3) Elevator capacity constraints, which will limit the number of passengers per trip.
• Shopping centres
In trouble before COVID-19 but now in even deeper trouble as households discover the simplicity of internet shopping with home delivery.
Doubts about whether the home delivery option was viable have been blown away during lockdown.
• Retail
Retailers without an internet option will be rushing to create one, or risk their own survival.
Investment bank UBS singled out Woolworths and Coles as two retail internet winners because of their well-established internet shopping option, while IGA brand owner Metcash copped a downgrade because it has not developed an internet option.
• Restaurants
A business that struggles in the best of times has become a dog-eat-dog fight for survival because of government-mandated capacity limits.
There were too many cafes and restaurants before the crisis, and that issue will expose more operators after.
• Conference circuit
This sector is in deep trouble, as with other mass gatherings such as sporting events.

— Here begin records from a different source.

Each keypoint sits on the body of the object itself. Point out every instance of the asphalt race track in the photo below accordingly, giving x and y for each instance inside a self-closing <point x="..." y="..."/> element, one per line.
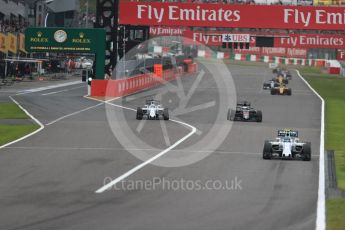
<point x="48" y="181"/>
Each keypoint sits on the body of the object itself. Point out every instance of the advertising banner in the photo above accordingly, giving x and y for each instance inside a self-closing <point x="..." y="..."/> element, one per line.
<point x="311" y="41"/>
<point x="11" y="43"/>
<point x="3" y="46"/>
<point x="167" y="31"/>
<point x="235" y="37"/>
<point x="341" y="55"/>
<point x="231" y="15"/>
<point x="22" y="43"/>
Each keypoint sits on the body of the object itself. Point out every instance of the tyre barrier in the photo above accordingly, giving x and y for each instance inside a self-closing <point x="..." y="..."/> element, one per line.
<point x="127" y="86"/>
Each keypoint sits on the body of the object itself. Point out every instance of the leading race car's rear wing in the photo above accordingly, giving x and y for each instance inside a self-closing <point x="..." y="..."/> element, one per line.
<point x="287" y="133"/>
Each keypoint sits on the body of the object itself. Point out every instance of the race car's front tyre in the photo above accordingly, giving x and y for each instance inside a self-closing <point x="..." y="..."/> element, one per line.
<point x="166" y="114"/>
<point x="267" y="151"/>
<point x="307" y="152"/>
<point x="289" y="92"/>
<point x="140" y="113"/>
<point x="231" y="115"/>
<point x="258" y="116"/>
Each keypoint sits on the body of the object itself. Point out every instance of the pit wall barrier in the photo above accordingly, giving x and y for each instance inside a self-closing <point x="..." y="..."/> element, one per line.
<point x="259" y="58"/>
<point x="131" y="85"/>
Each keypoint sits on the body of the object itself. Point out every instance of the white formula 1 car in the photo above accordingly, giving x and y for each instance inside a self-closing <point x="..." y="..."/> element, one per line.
<point x="152" y="110"/>
<point x="287" y="146"/>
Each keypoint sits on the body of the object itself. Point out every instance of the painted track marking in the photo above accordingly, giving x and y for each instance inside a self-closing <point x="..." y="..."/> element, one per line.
<point x="28" y="135"/>
<point x="61" y="91"/>
<point x="140" y="166"/>
<point x="321" y="203"/>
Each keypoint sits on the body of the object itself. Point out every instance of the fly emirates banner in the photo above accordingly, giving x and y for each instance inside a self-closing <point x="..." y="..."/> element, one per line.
<point x="224" y="15"/>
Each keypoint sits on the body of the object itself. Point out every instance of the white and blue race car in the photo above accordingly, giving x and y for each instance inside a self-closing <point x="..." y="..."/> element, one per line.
<point x="287" y="146"/>
<point x="152" y="110"/>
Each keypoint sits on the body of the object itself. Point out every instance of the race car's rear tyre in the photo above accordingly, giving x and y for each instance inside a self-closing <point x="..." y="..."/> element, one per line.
<point x="307" y="152"/>
<point x="166" y="114"/>
<point x="289" y="92"/>
<point x="258" y="116"/>
<point x="267" y="151"/>
<point x="140" y="113"/>
<point x="228" y="117"/>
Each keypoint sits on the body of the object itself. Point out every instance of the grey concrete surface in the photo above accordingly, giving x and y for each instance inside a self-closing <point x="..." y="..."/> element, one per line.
<point x="48" y="180"/>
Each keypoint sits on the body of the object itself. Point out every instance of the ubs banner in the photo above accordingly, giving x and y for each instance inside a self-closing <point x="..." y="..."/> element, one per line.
<point x="305" y="41"/>
<point x="229" y="15"/>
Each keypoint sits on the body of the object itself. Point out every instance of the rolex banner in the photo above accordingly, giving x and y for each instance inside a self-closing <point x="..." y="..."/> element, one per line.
<point x="22" y="43"/>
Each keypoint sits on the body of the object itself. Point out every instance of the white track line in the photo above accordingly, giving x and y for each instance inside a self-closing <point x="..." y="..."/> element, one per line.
<point x="321" y="203"/>
<point x="74" y="113"/>
<point x="28" y="135"/>
<point x="140" y="166"/>
<point x="61" y="91"/>
<point x="27" y="91"/>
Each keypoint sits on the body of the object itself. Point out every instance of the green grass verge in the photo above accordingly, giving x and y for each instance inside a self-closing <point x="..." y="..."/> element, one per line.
<point x="11" y="111"/>
<point x="335" y="214"/>
<point x="332" y="89"/>
<point x="9" y="133"/>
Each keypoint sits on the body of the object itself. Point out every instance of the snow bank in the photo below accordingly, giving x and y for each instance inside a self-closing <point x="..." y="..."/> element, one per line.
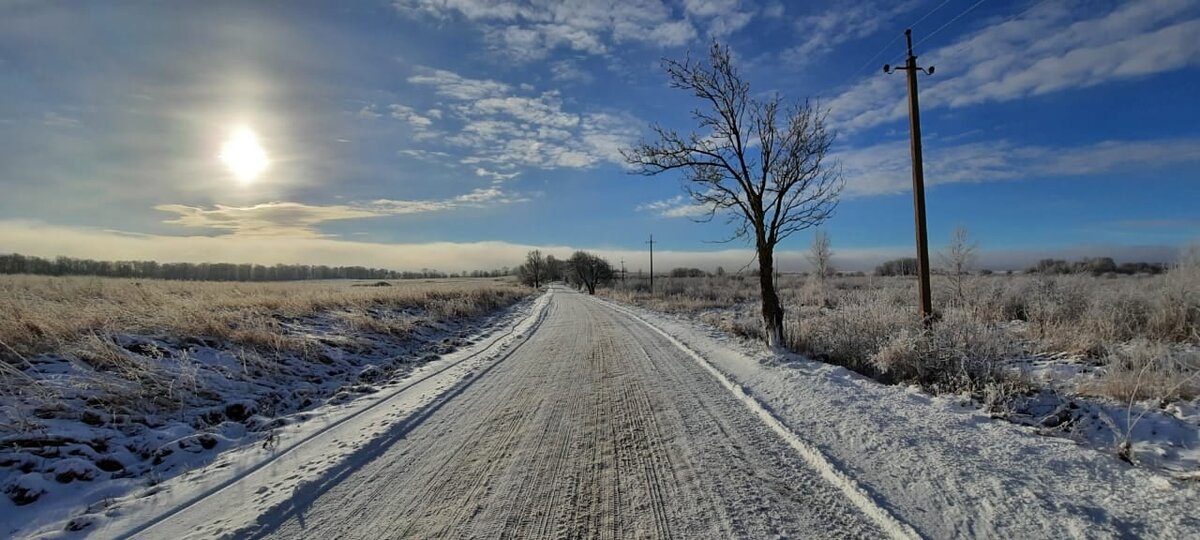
<point x="941" y="465"/>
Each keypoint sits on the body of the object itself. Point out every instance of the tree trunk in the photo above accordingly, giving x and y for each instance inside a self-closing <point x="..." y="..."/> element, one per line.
<point x="772" y="312"/>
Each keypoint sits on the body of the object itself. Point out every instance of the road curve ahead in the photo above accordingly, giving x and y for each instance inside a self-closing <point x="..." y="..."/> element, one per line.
<point x="595" y="427"/>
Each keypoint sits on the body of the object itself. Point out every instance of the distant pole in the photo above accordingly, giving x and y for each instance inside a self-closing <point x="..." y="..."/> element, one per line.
<point x="918" y="180"/>
<point x="652" y="263"/>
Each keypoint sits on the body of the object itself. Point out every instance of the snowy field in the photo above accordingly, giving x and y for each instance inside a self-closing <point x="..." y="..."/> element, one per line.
<point x="112" y="387"/>
<point x="571" y="414"/>
<point x="1109" y="363"/>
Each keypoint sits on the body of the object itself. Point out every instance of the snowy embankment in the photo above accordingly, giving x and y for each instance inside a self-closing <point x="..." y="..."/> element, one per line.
<point x="942" y="466"/>
<point x="112" y="474"/>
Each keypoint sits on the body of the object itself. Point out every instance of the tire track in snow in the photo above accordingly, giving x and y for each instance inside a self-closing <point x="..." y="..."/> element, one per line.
<point x="847" y="485"/>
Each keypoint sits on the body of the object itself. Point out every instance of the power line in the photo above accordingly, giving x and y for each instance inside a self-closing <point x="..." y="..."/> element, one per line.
<point x="886" y="47"/>
<point x="969" y="10"/>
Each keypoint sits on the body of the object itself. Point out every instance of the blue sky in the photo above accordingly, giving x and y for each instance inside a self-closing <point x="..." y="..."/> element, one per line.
<point x="460" y="133"/>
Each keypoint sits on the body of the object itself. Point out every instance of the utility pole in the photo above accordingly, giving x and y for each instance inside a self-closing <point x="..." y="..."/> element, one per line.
<point x="918" y="179"/>
<point x="652" y="263"/>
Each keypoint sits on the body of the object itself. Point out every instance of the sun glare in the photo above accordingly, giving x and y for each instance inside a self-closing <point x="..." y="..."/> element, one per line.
<point x="243" y="155"/>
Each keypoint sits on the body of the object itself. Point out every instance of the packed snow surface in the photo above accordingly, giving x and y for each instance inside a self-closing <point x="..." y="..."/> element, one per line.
<point x="587" y="418"/>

From a business perspective, the best example is the annual conference of the Australian oil and gas industry, which was scheduled for Perth this month but has been moved to June next year.
• Car dealerships
Have already taken a knock from potential buyers who have delayed making a decision because of the appeal of an electric car some time in the future, car dealerships now face a market impoverished by job losses and buyers surviving on social welfare.
• Tourism
Good, in parts. Domestic tourism should survive thanks to Australians holidaying closer to home, but it will be a struggle for operators once dependent on inbound internationals who are no longer arriving.
• Agriculture
Woolgrowers had been looking at a reasonable season but have woken to a price-crash as demand for high-quality clothing in primary markets such as Europe dries up and China emerges as the only big buyer of the Australian clip. (But for how long, as a trade war simmers, is the worry.)
• Miners
Some are riding high on strong prices for iron ore and gold, but others are being hammered by excess supply and tumbling demand.
Lithium is the most obvious problem area, with new mines and processing plants being mothballed.

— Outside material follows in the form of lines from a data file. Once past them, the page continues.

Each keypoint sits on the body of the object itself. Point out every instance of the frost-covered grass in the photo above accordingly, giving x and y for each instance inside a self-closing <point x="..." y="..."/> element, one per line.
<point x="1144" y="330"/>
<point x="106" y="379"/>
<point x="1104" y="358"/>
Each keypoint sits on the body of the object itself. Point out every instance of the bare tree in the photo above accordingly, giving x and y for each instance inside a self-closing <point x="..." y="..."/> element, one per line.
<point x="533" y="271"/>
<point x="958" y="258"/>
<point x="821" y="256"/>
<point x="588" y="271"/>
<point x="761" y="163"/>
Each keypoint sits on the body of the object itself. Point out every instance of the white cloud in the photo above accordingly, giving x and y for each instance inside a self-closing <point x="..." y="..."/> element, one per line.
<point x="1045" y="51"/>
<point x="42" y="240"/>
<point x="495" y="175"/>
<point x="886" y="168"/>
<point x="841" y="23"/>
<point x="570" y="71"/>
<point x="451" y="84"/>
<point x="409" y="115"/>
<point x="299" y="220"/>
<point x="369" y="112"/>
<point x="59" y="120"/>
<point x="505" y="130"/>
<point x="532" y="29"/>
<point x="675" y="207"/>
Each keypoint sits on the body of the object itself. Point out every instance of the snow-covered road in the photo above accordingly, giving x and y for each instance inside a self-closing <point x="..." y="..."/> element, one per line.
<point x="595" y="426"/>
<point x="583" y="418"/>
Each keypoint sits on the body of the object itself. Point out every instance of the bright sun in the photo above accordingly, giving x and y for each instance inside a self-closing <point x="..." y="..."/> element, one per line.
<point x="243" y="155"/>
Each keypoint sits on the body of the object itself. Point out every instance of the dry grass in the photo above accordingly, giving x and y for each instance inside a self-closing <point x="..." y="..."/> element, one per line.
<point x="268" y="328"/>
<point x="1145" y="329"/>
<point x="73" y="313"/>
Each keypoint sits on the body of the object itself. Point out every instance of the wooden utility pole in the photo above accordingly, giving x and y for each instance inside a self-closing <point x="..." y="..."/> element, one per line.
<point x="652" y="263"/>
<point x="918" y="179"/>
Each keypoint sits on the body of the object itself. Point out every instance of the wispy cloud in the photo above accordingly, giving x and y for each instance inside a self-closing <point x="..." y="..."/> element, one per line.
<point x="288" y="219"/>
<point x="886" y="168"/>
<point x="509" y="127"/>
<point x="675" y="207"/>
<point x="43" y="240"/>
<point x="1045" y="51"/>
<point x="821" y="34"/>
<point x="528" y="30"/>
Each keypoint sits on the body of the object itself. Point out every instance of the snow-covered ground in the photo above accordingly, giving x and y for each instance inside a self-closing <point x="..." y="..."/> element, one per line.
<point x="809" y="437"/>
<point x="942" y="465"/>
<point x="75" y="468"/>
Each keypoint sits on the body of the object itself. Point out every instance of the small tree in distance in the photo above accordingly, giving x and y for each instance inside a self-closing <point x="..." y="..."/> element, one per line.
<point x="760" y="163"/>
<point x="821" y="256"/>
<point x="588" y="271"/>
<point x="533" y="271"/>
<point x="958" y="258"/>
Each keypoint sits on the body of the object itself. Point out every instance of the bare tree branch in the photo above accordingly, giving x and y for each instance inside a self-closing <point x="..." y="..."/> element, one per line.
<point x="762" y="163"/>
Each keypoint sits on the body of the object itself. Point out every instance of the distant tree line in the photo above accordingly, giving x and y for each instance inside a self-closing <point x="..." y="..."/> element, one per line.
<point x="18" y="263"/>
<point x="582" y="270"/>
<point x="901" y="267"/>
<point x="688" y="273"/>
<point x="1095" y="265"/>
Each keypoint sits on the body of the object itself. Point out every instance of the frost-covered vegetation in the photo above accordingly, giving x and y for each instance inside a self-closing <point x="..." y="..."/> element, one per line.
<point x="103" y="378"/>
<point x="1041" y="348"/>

But there’s also trouble in the emerging potash sector, as new projects struggle to be completed and global demand for the crop fertiliser declines because farmers can’t afford to buy as much this year as they did last year.
• Oil and gas
These two commodities more than anything else demonstrate the too-much-is-a-bad-thing thesis, with collapsed demand at a time of COVID-19 and excess supply caused by a price and market-share war waged by Russia, Saudi Arabia and the US.
• Money
As strange as it sounds, the world currently has too much money in circulation despite even more being created by governments propping up their economies.
Over time this wall of cash will do two things. It is likely to help avoid a global depression, but it will also ensure the return next year of inflation and a whole set of new problems, which will have households and investors scrambling to protect their savings.
Wherever you look there is a world unbalanced with too much of everything chasing impoverished consumers who can’t afford what’s on offer (or soon will be unable to pay when government aid dries up).